Health care and energy companies helped push stocks higher Monday, as Wall Street kicked off the first trading day in May with more gains after a four-month winning streak.
The S&P 500 rose 0.3%. Industrial and financial stocks also helped lift the market. Falling technology and communication stocks, and companies that rely on consumer spending, kept the market's gains in check. Treasury yields were mixed.
Investors welcomed new economic data indicating the economy is strengthening. They also continued to focus on the latest batch of corporate earnings reports, which have been mostly encouraging and have helped fuel optimism about a solid economic recovery this year.
“In terms of earnings, we’re in a good place,” said Hilary Kramer, chief investment officer for Kramer Capital Research. “The good news is that we’re getting excellent guidance from these companies.”
The S&P 500 index rose 11.49 points to 4,192.66. The benchmark index’s latest gains follow a 5.2% surge in April, its best month since November 2020, when President Joe Biden was elected. It logged a gain of about 28% between November and April.
The Dow Jones Industrial Average added 238.38 points, or 0.7%, to 34,113.23. The tech-heavy Nasdaq shed an early gain and lost 67.56 points, or 0.5%, to 13,895.12.
Smaller companies, which have outgained the broader market this year, also had a good showing. The Russell 2000 index picked up 11 points, or 0.5%, to 2,277.45.

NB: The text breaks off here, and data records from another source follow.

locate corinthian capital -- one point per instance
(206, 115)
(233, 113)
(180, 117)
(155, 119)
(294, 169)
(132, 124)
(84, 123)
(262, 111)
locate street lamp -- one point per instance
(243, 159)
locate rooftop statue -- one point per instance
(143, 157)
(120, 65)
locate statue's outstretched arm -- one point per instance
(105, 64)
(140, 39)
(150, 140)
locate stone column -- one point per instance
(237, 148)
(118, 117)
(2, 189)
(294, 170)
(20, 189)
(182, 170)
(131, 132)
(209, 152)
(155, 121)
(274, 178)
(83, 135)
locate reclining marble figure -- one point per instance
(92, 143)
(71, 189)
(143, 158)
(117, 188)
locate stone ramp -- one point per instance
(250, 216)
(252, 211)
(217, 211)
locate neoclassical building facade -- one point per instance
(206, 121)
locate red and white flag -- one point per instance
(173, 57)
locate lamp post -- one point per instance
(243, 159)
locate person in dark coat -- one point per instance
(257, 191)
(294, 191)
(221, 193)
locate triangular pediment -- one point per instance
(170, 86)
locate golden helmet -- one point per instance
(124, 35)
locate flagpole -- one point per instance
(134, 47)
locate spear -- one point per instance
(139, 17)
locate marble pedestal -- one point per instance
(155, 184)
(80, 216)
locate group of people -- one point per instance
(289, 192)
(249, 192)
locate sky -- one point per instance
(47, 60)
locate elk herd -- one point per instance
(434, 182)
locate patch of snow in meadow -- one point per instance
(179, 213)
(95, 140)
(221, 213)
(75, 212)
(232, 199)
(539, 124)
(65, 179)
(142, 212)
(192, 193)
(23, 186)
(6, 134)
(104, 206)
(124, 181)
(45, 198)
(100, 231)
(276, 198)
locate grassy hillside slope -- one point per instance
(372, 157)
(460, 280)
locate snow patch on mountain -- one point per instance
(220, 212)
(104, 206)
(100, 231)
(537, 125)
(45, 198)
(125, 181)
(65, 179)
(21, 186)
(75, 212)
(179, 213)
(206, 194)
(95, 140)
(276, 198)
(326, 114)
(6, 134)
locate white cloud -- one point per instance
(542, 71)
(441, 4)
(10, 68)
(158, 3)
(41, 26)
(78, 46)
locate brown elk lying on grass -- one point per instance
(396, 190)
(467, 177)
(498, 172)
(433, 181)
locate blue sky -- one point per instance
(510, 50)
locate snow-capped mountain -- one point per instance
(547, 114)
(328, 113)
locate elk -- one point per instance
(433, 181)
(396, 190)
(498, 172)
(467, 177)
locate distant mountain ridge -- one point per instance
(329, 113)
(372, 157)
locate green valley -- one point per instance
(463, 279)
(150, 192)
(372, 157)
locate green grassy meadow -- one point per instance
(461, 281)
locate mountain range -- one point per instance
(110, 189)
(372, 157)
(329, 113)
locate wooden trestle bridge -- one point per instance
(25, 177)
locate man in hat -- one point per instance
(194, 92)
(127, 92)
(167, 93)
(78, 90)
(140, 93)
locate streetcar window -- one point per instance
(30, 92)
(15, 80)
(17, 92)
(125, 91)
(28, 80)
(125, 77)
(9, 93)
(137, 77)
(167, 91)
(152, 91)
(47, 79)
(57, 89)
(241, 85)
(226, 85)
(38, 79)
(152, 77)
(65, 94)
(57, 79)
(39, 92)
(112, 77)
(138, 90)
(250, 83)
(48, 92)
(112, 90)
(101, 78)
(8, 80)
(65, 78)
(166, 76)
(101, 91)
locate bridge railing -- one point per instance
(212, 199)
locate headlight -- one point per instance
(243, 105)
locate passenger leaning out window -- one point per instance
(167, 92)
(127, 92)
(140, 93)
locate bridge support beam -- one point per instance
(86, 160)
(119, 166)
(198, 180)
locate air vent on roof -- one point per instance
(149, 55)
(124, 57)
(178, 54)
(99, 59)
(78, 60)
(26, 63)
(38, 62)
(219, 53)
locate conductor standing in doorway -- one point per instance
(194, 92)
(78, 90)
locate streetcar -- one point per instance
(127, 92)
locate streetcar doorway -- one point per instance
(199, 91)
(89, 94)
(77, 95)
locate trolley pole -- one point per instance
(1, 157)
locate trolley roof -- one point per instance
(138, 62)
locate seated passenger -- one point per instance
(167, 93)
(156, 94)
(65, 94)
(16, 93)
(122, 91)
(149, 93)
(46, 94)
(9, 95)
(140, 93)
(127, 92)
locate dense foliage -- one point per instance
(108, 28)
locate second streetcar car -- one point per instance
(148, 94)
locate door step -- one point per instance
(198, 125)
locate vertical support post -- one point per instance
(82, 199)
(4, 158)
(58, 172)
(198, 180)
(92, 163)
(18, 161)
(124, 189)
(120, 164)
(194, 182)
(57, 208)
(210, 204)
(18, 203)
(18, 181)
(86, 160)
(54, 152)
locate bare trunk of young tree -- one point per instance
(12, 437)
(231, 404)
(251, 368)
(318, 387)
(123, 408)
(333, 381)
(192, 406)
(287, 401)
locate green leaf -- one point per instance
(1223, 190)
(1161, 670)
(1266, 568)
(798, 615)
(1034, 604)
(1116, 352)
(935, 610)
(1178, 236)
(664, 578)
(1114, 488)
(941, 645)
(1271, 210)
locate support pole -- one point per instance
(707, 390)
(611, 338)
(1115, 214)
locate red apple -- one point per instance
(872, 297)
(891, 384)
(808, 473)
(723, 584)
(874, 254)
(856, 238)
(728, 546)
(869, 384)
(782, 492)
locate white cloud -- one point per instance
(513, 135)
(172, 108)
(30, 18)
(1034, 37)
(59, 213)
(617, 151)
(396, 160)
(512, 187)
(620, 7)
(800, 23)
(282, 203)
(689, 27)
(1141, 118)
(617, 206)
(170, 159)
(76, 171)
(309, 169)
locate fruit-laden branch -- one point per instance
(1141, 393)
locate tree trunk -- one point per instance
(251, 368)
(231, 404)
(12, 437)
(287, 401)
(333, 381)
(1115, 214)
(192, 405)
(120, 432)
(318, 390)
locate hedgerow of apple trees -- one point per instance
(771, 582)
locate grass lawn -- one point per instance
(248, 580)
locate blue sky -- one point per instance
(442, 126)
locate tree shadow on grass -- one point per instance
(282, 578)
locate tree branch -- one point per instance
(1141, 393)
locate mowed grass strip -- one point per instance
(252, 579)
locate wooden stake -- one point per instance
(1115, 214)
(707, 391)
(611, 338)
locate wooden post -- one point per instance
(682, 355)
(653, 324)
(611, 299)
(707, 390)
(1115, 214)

Stocks have been grinding higher on expectations of an economic recovery and strong company profits this year as large-scale coronavirus vaccination programs help people return to jobs and normal behaviors after more than a year of restrictions. Massive support from the U.S. government and the Federal Reserve, and increasingly positive economic data, have also helped put investors in a buying mood, keeping stock indexes near their all-time highs.
More than half of the companies in the S&P 500 have reported their results so far this earnings season, which show profit growth of 54% so far, according to FactSet.
This will be another busy week for earnings reports, with Merck, Pepsi, Colgate-Palmolive and CVS among the companies reporting their latest quarterly results. Investors will also get April’s jobs report on Friday.
While earnings have been solid, the market still faces several key risks, Kramer said, including a spike in COVID-19 cases in India shutting down manufacturing and commerce and hurting the global economic recovery, along with inflation concerns.
Among the biggest gainers Monday were oilfield services company Baker Hughes, which vaulted 8%, clothing retailer Gap Inc., which jumped 7.2%, and flooring manufacturer Mohawk Industries, which climbed 7.5%.
Shares of Verizon Communications added 0.2% after the company announced it would sell off the remnants of Yahoo! and AOL into a new company backed by private equity firm Apollo Global Management. Verizon bought Yahoo and AOL's media assets about six years ago in an effort to compete with Google and Facebook, but the effort never panned out and Verizon returned its focus to its traditional wireless cell operations.
Warren Buffett's Berkshire Hathaway rose 1.5% after the billionaire investor named his successor after years of speculation. Greg Abel, who runs Berkshire Hathaway’s non-insurance business, will step into the CEO role when Buffett retires.
On the economic front, a report on U.S. manufacturing activity in April came in below economists' expectations, but still was strong for the month. The Institute for Supply Management's manufacturing index came in at 60.7 for April, compared with the 65.0 reading that was expected. However that figure is still well above the 50-point mark that indicates expanding manufacturing activity.
A report on U.S. construction spending showed similar results, making gains but still falling short of economists' forecasts. Spending on construction projects rose just 0.2% in March, the Commerce Department said Monday, significantly less than the 1.7% jump economists had expected.
The yield on the 10-year U.S. Treasury note slipped to 1.60% from 1.65% late Friday.